GODSTUFF

ESCAPE WINTER’S ICY GRIP WITH SPIRITUAL BOOKS

Each summer, I compile a spiritual summer reading list with the idea that those long, lazy, balmy days give us extra time to read for pleasure (and not just on the commute to and from work.)

I don’t know about you, but the summer came and went and was filled with so much stuff that most of books I intended to read still sitting untouched on my nightstand.

Now the Cold Miser has cast an arctic spell on Chicago, blanketing the city with what feels like a mile of snow, while its citizens find shelter inside for the foreseeable future. There are only so many Netflix movies and DVR’d episodes of The Barefoot Contessa that any one person can watch to pass the time until the weather turns more human again, so you may find yourself with ample time to read.

January has always been my high time for spending time in books — taking journeys in my imagination to escape winter’s icy grip when a tropical vacation was nowhere in sight.

Here are a few new books in the spiritual genre that might help you pass the time and embark on a holiday, a new adventure or a quest (from the warm comfort of your living room.)

Go back in time (on a long, strange trip):

The Harvard Psychedelic Club: How Timothy Leary, Ram Dass, Huston Smith, and Andrew Weil Killed the Fifties and Ushered in a New Age for America

By Don Lattin

With equal parts keen historicity and great humor, Lattin, the former religion writer for the San Francisco Chronicle and one of the nation’s preeminent religion journalists (who is known as “Moon Doggie” to some of his colleagues on the God beat), chronicles how these founding fathers of the so-called New Age movement in the U.S. and worldwide met at Harvard in the early 60s and — despite rivalries, infighting and backstabbing — managed to change the spiritual landscape for generations to come.

Lattin is a virtuoso explicator of the counterculutural fringes of American religious life. If you dig The Harvard Psychedelic Club you might also want to check out Lattin’s other books: Following Our Bliss: How the Spiritual Ideals of the Sixties Shape Our Lives Today and Jesus Freaks: A True Story of Murder and Madness on the Evangelical Edge.

Discover the spirituality (and delight) of snow:

Spiritual Adventures in the Snow: Skiing & Snowboarding as Renewal for Your Soul

By Marcia McFee and Karen Foster

McFee and Foster both are theologians and avid outdoorswomen who have found spiritual enlightenment and connection on snowy mountain slopes. “Activities that are exhilarating and fun are not usually thought of as spiritual,” they write. “But to the contrary, such ventures may well point us to our most profound spiritual connections. For when we are able to come fully into the present moment, turn off the noise in our minds, feel our true essence as complete union of body-mind-spirit, we enter into a kind of ‘other worldly’ state of ecstasy that we can experience only as a spiritual dimension.”
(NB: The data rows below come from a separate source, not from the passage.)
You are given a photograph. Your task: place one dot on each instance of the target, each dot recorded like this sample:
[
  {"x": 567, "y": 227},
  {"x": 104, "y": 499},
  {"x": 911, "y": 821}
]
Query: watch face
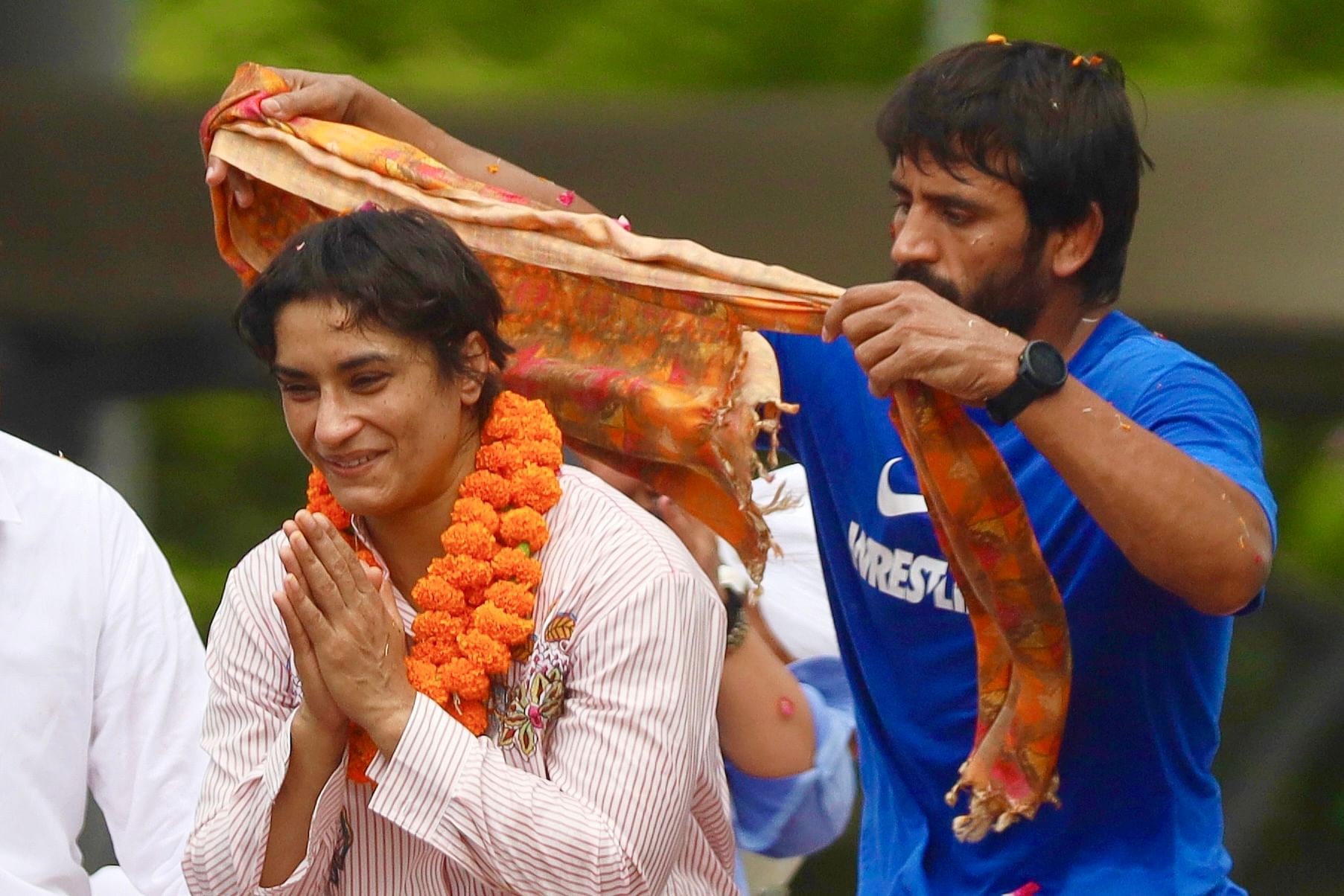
[{"x": 1046, "y": 365}]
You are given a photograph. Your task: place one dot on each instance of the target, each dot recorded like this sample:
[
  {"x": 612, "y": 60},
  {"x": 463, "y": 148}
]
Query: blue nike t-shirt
[{"x": 1141, "y": 812}]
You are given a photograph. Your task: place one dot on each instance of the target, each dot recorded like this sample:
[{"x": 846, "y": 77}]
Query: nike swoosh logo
[{"x": 893, "y": 504}]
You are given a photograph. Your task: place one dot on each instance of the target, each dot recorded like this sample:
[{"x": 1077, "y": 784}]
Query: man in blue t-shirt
[{"x": 1015, "y": 170}]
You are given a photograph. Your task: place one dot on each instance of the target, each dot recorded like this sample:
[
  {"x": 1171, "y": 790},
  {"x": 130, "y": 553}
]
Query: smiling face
[
  {"x": 372, "y": 410},
  {"x": 965, "y": 235}
]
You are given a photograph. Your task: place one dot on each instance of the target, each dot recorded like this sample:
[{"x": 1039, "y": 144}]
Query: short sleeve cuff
[
  {"x": 415, "y": 784},
  {"x": 325, "y": 819}
]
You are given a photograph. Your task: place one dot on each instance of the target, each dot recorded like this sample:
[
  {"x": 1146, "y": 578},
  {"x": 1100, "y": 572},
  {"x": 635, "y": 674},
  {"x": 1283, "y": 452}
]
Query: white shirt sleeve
[{"x": 145, "y": 762}]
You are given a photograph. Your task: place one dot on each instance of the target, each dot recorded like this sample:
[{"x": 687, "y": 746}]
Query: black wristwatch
[{"x": 1040, "y": 371}]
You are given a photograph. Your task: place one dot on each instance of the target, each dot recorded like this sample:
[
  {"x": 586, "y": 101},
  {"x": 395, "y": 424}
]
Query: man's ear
[
  {"x": 1077, "y": 243},
  {"x": 476, "y": 358}
]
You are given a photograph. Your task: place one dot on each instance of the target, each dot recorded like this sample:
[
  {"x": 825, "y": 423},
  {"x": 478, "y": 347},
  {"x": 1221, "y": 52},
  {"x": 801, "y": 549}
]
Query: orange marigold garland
[{"x": 476, "y": 601}]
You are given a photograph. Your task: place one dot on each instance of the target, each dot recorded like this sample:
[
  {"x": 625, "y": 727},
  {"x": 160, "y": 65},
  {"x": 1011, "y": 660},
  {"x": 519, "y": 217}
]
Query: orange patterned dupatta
[{"x": 646, "y": 352}]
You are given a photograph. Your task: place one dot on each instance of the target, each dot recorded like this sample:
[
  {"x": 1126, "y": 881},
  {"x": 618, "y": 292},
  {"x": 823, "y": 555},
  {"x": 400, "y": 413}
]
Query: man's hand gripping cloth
[{"x": 646, "y": 352}]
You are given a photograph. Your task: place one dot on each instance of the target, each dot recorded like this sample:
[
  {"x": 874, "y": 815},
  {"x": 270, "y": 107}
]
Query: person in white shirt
[{"x": 103, "y": 684}]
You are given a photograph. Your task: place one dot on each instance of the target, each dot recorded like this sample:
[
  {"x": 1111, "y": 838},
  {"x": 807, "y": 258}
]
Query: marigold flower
[
  {"x": 436, "y": 592},
  {"x": 489, "y": 654},
  {"x": 506, "y": 627},
  {"x": 509, "y": 405},
  {"x": 437, "y": 624},
  {"x": 465, "y": 679},
  {"x": 472, "y": 510},
  {"x": 500, "y": 457},
  {"x": 511, "y": 597},
  {"x": 523, "y": 525},
  {"x": 488, "y": 487},
  {"x": 502, "y": 426},
  {"x": 362, "y": 751},
  {"x": 462, "y": 572},
  {"x": 514, "y": 565},
  {"x": 437, "y": 650},
  {"x": 535, "y": 487},
  {"x": 472, "y": 715},
  {"x": 469, "y": 539},
  {"x": 542, "y": 453},
  {"x": 427, "y": 679},
  {"x": 320, "y": 500}
]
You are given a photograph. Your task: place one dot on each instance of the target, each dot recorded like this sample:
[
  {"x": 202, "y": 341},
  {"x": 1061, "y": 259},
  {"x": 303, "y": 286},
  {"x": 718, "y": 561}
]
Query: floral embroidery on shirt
[
  {"x": 339, "y": 854},
  {"x": 538, "y": 697}
]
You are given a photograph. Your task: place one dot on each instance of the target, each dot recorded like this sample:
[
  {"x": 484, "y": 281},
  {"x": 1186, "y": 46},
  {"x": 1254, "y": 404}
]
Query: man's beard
[{"x": 1013, "y": 300}]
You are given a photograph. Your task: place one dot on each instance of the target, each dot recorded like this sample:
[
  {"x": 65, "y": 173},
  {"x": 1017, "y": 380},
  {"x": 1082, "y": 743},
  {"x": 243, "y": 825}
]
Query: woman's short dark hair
[
  {"x": 402, "y": 270},
  {"x": 1060, "y": 130}
]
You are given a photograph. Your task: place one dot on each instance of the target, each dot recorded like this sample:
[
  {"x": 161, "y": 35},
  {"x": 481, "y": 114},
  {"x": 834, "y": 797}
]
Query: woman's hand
[
  {"x": 315, "y": 95},
  {"x": 348, "y": 614}
]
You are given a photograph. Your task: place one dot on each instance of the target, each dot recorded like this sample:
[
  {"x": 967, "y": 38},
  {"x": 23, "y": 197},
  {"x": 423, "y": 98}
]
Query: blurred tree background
[
  {"x": 235, "y": 476},
  {"x": 425, "y": 48}
]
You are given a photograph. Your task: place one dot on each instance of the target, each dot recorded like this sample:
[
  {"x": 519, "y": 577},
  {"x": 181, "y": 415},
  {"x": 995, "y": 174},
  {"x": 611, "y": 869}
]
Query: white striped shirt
[{"x": 622, "y": 793}]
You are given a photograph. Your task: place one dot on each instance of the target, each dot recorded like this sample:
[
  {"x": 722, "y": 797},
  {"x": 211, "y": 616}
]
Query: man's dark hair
[
  {"x": 1054, "y": 125},
  {"x": 401, "y": 270}
]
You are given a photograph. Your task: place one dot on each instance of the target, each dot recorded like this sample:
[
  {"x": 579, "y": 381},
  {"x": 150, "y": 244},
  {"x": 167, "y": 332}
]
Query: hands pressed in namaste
[{"x": 345, "y": 633}]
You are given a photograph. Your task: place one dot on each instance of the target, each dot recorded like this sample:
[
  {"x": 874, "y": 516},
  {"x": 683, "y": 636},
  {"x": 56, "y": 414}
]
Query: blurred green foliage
[
  {"x": 425, "y": 48},
  {"x": 235, "y": 477}
]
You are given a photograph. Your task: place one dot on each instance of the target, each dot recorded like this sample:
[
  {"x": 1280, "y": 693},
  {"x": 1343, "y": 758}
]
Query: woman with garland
[{"x": 462, "y": 668}]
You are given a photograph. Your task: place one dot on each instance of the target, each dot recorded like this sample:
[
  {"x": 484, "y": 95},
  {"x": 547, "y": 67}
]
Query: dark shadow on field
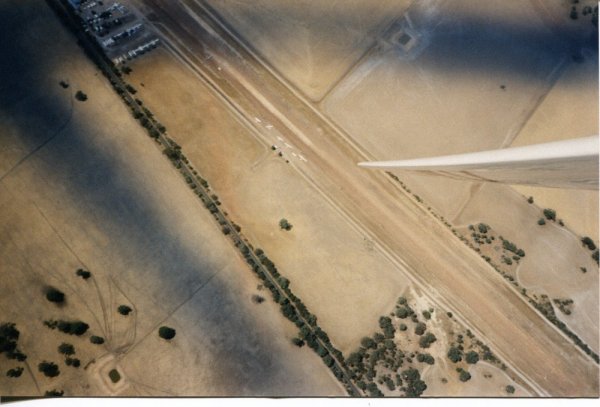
[
  {"x": 243, "y": 357},
  {"x": 459, "y": 43}
]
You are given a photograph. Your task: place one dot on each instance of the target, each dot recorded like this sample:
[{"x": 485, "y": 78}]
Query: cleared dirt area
[
  {"x": 425, "y": 250},
  {"x": 310, "y": 42},
  {"x": 569, "y": 110},
  {"x": 259, "y": 188},
  {"x": 85, "y": 187}
]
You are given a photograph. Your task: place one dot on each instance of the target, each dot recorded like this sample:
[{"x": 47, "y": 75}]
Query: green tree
[
  {"x": 284, "y": 224},
  {"x": 471, "y": 357},
  {"x": 420, "y": 328},
  {"x": 49, "y": 369},
  {"x": 16, "y": 372},
  {"x": 96, "y": 340},
  {"x": 66, "y": 349},
  {"x": 54, "y": 295},
  {"x": 166, "y": 333},
  {"x": 82, "y": 97},
  {"x": 464, "y": 376},
  {"x": 454, "y": 354},
  {"x": 124, "y": 309},
  {"x": 83, "y": 273}
]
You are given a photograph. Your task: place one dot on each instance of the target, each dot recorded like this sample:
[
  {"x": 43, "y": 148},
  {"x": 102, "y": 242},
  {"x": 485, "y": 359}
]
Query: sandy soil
[
  {"x": 105, "y": 198},
  {"x": 259, "y": 188},
  {"x": 561, "y": 276},
  {"x": 399, "y": 105},
  {"x": 570, "y": 110},
  {"x": 311, "y": 43},
  {"x": 420, "y": 246}
]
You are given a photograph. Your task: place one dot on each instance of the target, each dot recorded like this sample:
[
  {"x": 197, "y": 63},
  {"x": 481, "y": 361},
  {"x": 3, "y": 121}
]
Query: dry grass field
[
  {"x": 259, "y": 188},
  {"x": 311, "y": 43},
  {"x": 81, "y": 185}
]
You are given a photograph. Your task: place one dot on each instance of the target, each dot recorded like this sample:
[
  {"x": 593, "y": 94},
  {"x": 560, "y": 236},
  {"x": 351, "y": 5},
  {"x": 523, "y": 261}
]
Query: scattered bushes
[
  {"x": 589, "y": 243},
  {"x": 49, "y": 369},
  {"x": 550, "y": 214},
  {"x": 74, "y": 362},
  {"x": 66, "y": 349},
  {"x": 54, "y": 295},
  {"x": 284, "y": 224},
  {"x": 82, "y": 97},
  {"x": 166, "y": 333},
  {"x": 420, "y": 328},
  {"x": 463, "y": 375},
  {"x": 83, "y": 273},
  {"x": 124, "y": 309},
  {"x": 454, "y": 354},
  {"x": 426, "y": 340},
  {"x": 472, "y": 357},
  {"x": 96, "y": 340},
  {"x": 16, "y": 372}
]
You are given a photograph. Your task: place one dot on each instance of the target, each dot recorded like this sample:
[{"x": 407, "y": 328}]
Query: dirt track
[{"x": 425, "y": 250}]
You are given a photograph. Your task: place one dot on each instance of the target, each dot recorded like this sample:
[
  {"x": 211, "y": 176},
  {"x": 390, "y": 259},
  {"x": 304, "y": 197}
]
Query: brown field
[
  {"x": 420, "y": 247},
  {"x": 104, "y": 198},
  {"x": 311, "y": 43}
]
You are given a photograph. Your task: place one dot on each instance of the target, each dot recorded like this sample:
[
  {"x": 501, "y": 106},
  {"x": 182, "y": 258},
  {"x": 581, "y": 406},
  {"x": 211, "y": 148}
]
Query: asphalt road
[{"x": 452, "y": 275}]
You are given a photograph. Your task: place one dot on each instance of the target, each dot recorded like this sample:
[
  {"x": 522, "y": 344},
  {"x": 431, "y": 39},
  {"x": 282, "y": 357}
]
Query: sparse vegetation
[
  {"x": 285, "y": 225},
  {"x": 472, "y": 357},
  {"x": 114, "y": 376},
  {"x": 166, "y": 333},
  {"x": 82, "y": 97},
  {"x": 589, "y": 243},
  {"x": 54, "y": 295},
  {"x": 550, "y": 214},
  {"x": 96, "y": 340},
  {"x": 83, "y": 273},
  {"x": 124, "y": 309},
  {"x": 66, "y": 349},
  {"x": 49, "y": 369},
  {"x": 15, "y": 372}
]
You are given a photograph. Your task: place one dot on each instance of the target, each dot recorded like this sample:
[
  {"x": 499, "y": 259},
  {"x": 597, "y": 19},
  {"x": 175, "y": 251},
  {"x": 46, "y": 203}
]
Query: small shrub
[
  {"x": 54, "y": 295},
  {"x": 284, "y": 224},
  {"x": 82, "y": 97},
  {"x": 420, "y": 328},
  {"x": 114, "y": 376},
  {"x": 49, "y": 369},
  {"x": 464, "y": 376},
  {"x": 166, "y": 333},
  {"x": 472, "y": 357},
  {"x": 124, "y": 309},
  {"x": 454, "y": 354},
  {"x": 550, "y": 214},
  {"x": 589, "y": 243},
  {"x": 66, "y": 349},
  {"x": 83, "y": 273},
  {"x": 16, "y": 372},
  {"x": 96, "y": 340}
]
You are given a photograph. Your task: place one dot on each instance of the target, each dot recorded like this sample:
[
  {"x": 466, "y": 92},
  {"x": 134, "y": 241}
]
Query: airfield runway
[{"x": 453, "y": 275}]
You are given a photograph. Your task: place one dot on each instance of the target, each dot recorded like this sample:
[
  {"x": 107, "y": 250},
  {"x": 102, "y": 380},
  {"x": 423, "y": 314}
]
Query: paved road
[{"x": 454, "y": 276}]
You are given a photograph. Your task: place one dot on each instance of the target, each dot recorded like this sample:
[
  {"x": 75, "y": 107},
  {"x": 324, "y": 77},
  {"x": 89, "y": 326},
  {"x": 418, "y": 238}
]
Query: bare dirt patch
[
  {"x": 311, "y": 43},
  {"x": 100, "y": 196}
]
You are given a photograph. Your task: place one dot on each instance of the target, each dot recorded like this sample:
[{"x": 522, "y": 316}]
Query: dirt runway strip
[{"x": 425, "y": 250}]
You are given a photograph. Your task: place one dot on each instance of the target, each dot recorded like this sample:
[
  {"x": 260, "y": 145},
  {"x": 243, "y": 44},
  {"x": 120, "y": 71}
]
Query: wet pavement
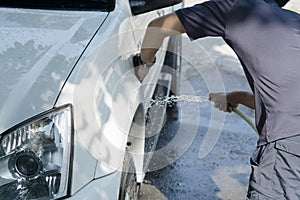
[{"x": 222, "y": 173}]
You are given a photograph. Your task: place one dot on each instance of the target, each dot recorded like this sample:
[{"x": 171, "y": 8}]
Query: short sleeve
[{"x": 205, "y": 19}]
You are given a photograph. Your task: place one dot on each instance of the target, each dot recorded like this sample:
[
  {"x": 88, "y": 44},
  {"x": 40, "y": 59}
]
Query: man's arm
[
  {"x": 226, "y": 101},
  {"x": 157, "y": 30}
]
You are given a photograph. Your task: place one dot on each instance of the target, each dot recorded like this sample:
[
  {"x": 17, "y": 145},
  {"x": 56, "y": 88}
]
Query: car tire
[{"x": 129, "y": 188}]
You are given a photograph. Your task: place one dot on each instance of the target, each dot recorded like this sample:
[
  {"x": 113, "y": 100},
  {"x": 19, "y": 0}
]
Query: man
[{"x": 266, "y": 39}]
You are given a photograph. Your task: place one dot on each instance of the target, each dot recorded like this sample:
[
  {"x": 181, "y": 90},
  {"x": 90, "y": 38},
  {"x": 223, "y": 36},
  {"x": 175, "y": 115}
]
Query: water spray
[{"x": 199, "y": 99}]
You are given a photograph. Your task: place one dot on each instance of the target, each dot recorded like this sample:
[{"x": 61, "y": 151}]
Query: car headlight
[{"x": 35, "y": 157}]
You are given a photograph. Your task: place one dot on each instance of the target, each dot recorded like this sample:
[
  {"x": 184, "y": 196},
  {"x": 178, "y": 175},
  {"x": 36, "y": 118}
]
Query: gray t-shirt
[{"x": 266, "y": 39}]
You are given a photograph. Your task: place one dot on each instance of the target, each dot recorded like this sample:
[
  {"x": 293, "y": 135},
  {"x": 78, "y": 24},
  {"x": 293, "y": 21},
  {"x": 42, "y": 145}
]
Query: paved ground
[{"x": 191, "y": 172}]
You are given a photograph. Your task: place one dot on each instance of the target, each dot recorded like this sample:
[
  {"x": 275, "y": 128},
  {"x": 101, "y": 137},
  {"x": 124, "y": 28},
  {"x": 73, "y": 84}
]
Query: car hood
[{"x": 38, "y": 51}]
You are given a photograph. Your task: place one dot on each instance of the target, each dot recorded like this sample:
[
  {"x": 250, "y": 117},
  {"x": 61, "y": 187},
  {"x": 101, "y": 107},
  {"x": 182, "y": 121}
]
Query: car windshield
[{"x": 102, "y": 5}]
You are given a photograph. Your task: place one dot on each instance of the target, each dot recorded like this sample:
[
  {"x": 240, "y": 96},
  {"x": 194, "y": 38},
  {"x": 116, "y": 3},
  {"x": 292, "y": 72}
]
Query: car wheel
[{"x": 129, "y": 188}]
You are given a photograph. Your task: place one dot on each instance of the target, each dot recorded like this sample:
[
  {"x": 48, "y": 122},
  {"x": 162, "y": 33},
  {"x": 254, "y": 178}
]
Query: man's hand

Step into someone else’s (uncomfortable) shoes:

That Bird Has My Wings: The Autobiography of an Innocent Man on Death Row

By Jarvis Jay Masters

Writing from San Quentin prison’s Death Row, where he is appealing his death sentence for the murder of a prison guard (a crime for which he claims he is innocent), Masters recounts a troubled life that took him from a heroin-addicted mother to foster homes to drug addiction to prison, and how his renewed faith gives him hope for the future — whatever it may hold. Masters, who spends much of his time meditating in his cell, wrote the book by hand, using a ballpoint pen filler (the only writing implement allowed.) Painfully honest and surprisingly uplifting, Archbishop Desmond Tutu says the memoir, “is a plea for reform, for common humanity, and I share his hope that this moving story will redouble our efforts to make sure that every child matters.”

Go inside (yourself):

The Liturgical Year: The Spiraling Adventure of the Spiritual Life

By Joan Chittister

A Benedictine nun and prolific writer, Chittister takes a look at the spiritual rhythm of the year and why the Christian church celebrates what it does when it does. In what she calls “a journey of the soul through the map of Christian time,” Chittister unpacks the liturgical year, connecting it to a life’s work of becoming a true follower of Christ, or, as she lyrically puts it, “an exercise in spiritual ripening.”

Look at the future (with new eyes):

Rediscovering Values: On Wall Street, Main Street, and Your Street

By Jim Wallis

We all know the economy stinks and we’re living in nervous, tension-filled times, wondering what the future holds for our pensions, our children, and, perhaps, the soul of our nation. In this field guide, Wallis, the bestselling author of God’s Politics and The Great Awakening and the leading voice among Christian progressives, insists that if we focus only on answering the question, “When will this crisis be over?” we’ll end up making the same mistakes that got us into this mess in the first place.

Wallis calls the book a “moral compass for the new economy,” and says we have to reclaim fundamental values that have been misplaced. “It’s time to stop keeping up with the Joneses and start making sure the Joneses are okay,” he says. “The operating principle of God’s economy says that there is enough if we share it.”